Monoclonal antibodies to leucosialin (CD43) induce homotypic aggregation of the human mast cell line HMC-1: characterization of leucosialin on HMC-1 cells.

CD43 (leucosialin, sialophorin) is the major sialoprotein of nearly all circulating leucocytes and has important biological activities in cellular differentiation and activation. Recently, the expression of CD43 has also been demonstrated on mast cells and basophils by flow cytometry.
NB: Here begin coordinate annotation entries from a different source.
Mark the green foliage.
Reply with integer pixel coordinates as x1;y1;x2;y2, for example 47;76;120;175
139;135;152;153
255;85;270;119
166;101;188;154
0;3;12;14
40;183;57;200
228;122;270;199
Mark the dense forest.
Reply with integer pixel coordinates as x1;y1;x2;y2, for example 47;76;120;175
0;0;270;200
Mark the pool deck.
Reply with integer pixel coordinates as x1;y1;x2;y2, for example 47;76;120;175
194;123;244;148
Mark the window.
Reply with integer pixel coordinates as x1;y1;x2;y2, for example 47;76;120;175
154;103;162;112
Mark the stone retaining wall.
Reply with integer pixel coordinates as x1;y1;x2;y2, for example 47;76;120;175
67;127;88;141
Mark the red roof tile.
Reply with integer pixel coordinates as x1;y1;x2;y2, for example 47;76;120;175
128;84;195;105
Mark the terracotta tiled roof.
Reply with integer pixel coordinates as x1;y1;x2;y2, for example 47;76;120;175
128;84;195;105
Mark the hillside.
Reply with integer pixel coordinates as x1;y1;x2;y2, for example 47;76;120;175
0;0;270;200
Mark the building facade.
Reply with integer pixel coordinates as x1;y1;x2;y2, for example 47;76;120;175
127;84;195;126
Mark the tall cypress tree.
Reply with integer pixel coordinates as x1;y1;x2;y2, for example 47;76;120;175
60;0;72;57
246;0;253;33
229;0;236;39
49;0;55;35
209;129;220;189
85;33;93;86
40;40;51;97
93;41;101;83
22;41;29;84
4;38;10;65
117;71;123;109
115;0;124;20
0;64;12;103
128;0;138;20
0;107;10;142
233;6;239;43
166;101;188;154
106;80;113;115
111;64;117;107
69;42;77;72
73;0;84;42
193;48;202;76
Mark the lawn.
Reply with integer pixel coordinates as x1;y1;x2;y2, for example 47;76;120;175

In order to further characterize mast cell/basophil leucosialin we have investigated CD43 on the human mast cell line HMC-1, the human basophilic precursor cell line KU-812, and the human promonocytic cell line U-937. The apparent molecular weights (MW) were 123,000 (HMC-1 and KU-812) and 144,000 (U-937) by Western blot analysis. Expression of CD43 on HMC-1 was down-regulated after stimulation with phorbol myristate acetate (PMA). Three monoclonal antibodies (mAb) specific for human CD43 induced homotypic mast cell line (HMC-1) aggregation in a semi-quantitative assay, a phenomenon that has not been described before with mast cells. Monoclonal antibodies specific for seven other surface antigens and an irrelevant mAb of the same isotype had no effect. The level of aggregation was dependent on anti-CD43 mAb concentration, time and temperature. Anti-leucosialin-induced aggregation of HMC-1 cells was completely inhibited by mAb against CD11a (LFA-1) and CD18 (beta 2-chain). Monoclonal antibody to CD54 (ICAM-1) partially inhibited anti-CD43-induced homotypic aggregation, while anti-CD11b (CR3), anti-CD11c (p 150, 95) and a control mAb had no inhibitory effect. We conclude that mast cell line CD43 antigen expression is differentially regulated during cell activation, and speculate that anti-CD43-induced homotypic aggregation of HMC-1 cells is closely associated with modulation of beta 2-integrins.